This month I set out to complete a separate ad-hoc analysis each week. For this week, I decided to analyze the effectiveness of FiveThirtyEight’s 2018 House elections predictions.
However, due to data quality issues, the results are not accurate. Therefore, I will not dwell on the exact numbers but the framework through which I approached the analysis.
First, I loaded in the predictions data. Then I loaded in outcomes data from another source, and joined the two data sets together.
FiveThirtyEight has three prediction types – classic, lite, and deluxe. I chose to focus on deluxe, which takes in various factors and would seem to be the most accurate. And since each race has multiple parties, I chose to measure the predictions from the Democratic point of view.
To analyze the effectiveness of the predictions, I looked at them in two ways:
- Accuracy.

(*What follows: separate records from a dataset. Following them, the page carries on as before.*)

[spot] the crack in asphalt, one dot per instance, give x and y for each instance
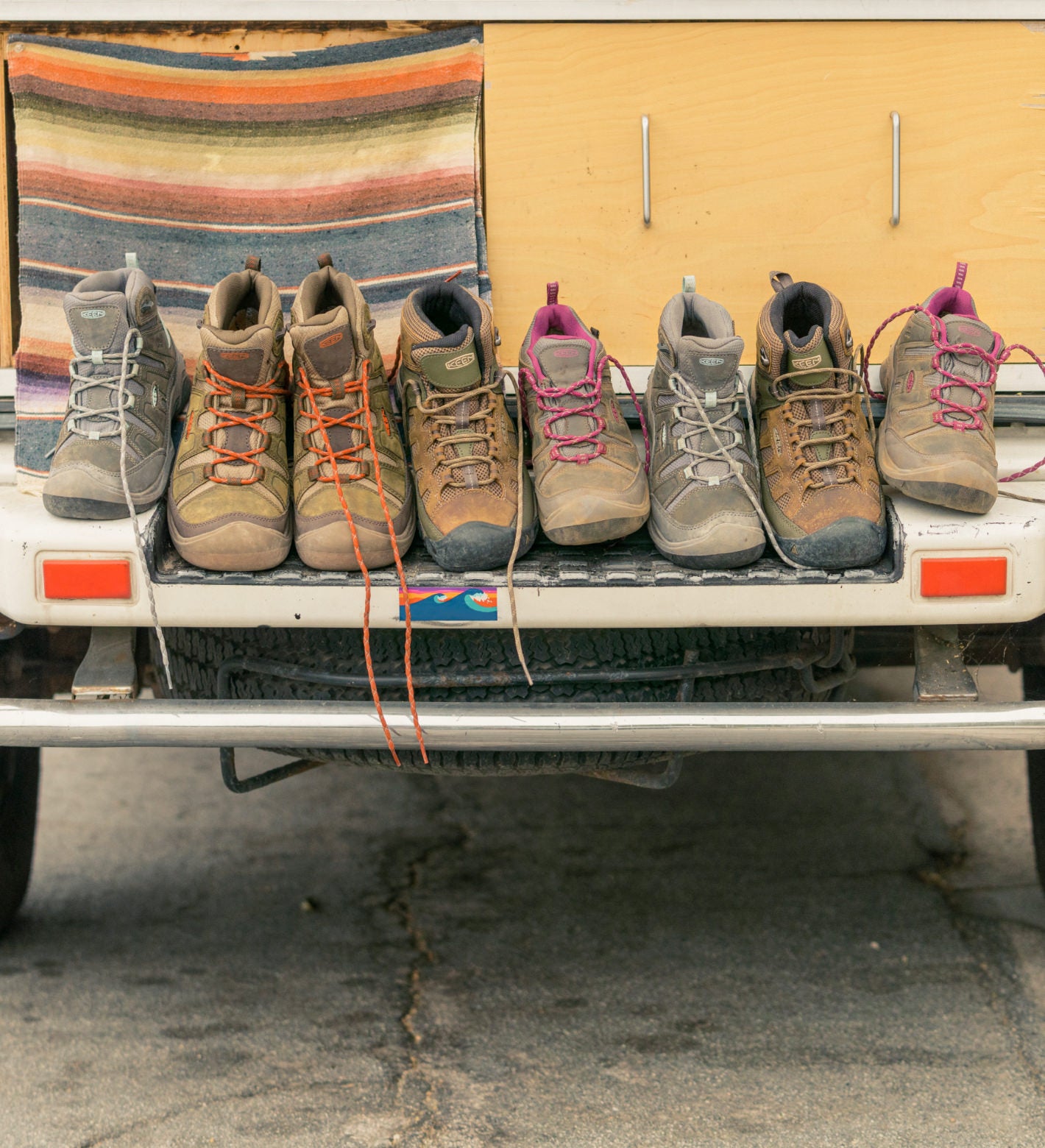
(426, 1119)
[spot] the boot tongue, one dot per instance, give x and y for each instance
(98, 321)
(813, 352)
(565, 362)
(330, 348)
(454, 367)
(706, 363)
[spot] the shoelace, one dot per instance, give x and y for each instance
(121, 414)
(444, 410)
(949, 407)
(229, 418)
(589, 393)
(846, 417)
(518, 539)
(115, 383)
(323, 422)
(688, 441)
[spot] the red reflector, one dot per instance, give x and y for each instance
(86, 579)
(965, 578)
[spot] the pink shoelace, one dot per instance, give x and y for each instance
(950, 408)
(550, 401)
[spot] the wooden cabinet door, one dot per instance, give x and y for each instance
(771, 149)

If a candidate has >=50% chance of winning, I assigned the candidate as the “expected winner.” What percent of expected winners ended up winning? What percent of expected losers ended up losing? Basically, this is classifying the outcome correctly.
- The value of the win probability. If 10 candidates have a 90% chance of winning, 9 of them should win. I grouped the candidates into percentage buckets to see how accurate they were.
dems$probwin_grouping = cut(dems$probwin, breaks=seq(from=0,to=10,by=1)/10)
CrossTable(dems$probwin_grouping, dems$winner, prop.c = FALSE, prop.chisq = FALSE, prop.t = FALSE, prop.r = TRUE)
I hope to continue this analysis and resolve the data quality issues.
That’s all for this week.